In a new study, researchers from the global business school INSEAD find that although busyness is often thought of as a modern-day affliction, it can help delay gratification and provide long-term benefits.
“Every day, we make many decisions that involve choosing between our immediate and future well-being. For instance, do we go to the gym after work, or do we just go home to relax in front of the television? Do we save money for retirement, or do we splurge on a trip? Do we eat fruit or cake for dessert?
“When we perceive ourselves to be busy, it boosts our self-esteem, tipping the balance in favor of the more virtuous choice,” said Dr. Amitava Chattopadhyay, professor of marketing at INSEAD.
In the new paper, Chattopadhyay and his co-authors show that the mere perception of self as a busy person, or what they call a busy mindset, is a “badge of honor” that can be leveraged to promote better self-control. Coauthors include Monica Wadhwa, Associate Professor of Marketing and Supply Chain Management, Fox School of Business at Temple University and Jeehye Christine Kim, Assistant Professor of Marketing at HKUST.

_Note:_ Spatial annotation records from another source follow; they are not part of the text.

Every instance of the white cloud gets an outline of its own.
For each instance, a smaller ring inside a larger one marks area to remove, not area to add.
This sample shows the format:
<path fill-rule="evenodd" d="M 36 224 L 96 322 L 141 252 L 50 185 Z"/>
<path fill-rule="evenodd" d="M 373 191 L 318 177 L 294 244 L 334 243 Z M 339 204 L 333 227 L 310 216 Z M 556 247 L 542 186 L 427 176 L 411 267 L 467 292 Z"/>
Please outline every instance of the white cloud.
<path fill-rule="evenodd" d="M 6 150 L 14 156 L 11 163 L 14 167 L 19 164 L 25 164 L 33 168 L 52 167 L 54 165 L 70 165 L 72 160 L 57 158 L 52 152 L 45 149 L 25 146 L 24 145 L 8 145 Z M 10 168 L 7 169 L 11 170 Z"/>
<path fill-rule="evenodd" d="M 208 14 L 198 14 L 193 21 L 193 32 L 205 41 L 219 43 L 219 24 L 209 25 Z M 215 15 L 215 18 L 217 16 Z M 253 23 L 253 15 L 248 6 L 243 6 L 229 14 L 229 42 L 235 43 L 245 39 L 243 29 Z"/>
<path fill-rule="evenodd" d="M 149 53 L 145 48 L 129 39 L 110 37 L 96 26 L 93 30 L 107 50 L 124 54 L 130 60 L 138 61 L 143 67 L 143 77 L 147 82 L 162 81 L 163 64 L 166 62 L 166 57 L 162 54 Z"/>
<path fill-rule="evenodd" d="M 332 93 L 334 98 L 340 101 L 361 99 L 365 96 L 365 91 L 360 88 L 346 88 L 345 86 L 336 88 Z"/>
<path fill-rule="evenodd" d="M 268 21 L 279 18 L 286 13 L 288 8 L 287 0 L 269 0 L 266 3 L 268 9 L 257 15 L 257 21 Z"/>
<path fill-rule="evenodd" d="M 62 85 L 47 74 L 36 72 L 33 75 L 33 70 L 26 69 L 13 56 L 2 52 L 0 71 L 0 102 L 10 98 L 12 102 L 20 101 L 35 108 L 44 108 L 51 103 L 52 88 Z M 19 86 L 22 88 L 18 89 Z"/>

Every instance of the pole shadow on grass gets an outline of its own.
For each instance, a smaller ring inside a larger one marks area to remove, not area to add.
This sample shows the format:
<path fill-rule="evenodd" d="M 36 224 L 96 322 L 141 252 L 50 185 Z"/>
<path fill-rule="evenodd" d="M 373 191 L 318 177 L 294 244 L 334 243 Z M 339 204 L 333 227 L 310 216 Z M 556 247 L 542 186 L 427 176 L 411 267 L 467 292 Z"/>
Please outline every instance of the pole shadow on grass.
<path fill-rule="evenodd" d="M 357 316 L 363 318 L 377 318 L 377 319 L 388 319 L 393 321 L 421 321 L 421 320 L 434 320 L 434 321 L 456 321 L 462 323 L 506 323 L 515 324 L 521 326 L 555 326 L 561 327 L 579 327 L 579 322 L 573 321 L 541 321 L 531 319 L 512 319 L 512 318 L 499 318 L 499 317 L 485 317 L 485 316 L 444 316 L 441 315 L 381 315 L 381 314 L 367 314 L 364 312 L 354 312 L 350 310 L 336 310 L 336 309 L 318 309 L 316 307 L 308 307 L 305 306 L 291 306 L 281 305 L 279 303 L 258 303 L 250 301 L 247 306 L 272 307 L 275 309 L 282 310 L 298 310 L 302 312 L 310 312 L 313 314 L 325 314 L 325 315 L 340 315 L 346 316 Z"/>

The paper is forthcoming in the Journal of Consumer Research.
The researchers posit that there can be a flip side to being busy. While people who feel under significant time pressure tend to get anxious and make hedonic decisions, those who simply think of themselves as busy tend to make virtuous choices as a result of their perceived self-importance.
Across a series of studies, the researchers activated the busy mindset of participants through various means. Sometimes they exposed them to messaging that subtly suggested that they were busy individuals. In other experiments, they asked participants to write what had been keeping them busy recently.
Participants were then asked to make decisions in different self-control domains related to food, exercise or retirement savings, for example. Participants who had been reminded of their busy lifestyle were consistently more inclined than control participants to make virtuous decisions.
The studies showed that a heightened sense of self-importance was the key reason behind the increase in self-control.
“When we temporarily dampened the sense of self-importance of participants who otherwise felt busy, the self-control effect vanished,” said Chattopadhyay.
The investigations believe the findings have significant implications for marketing and policymaking. For example, it is common for marketers to use busyness as a campaign concept, as many consumers can relate to it.
However, if the advertised product is an indulgent one such as fast food, the campaign could backfire. “Busyness appeals should be more effective for products that require people to assert self-control, as would be the case for a gym chain, for example,” said Chattopadhyay.
In addition, these findings could find societal applications in the spheres of health promotion or food waste reduction. Indeed, policymakers may want to consider ways to activate a busy mindset as a nudge to increase relevant self-control behaviors in the population.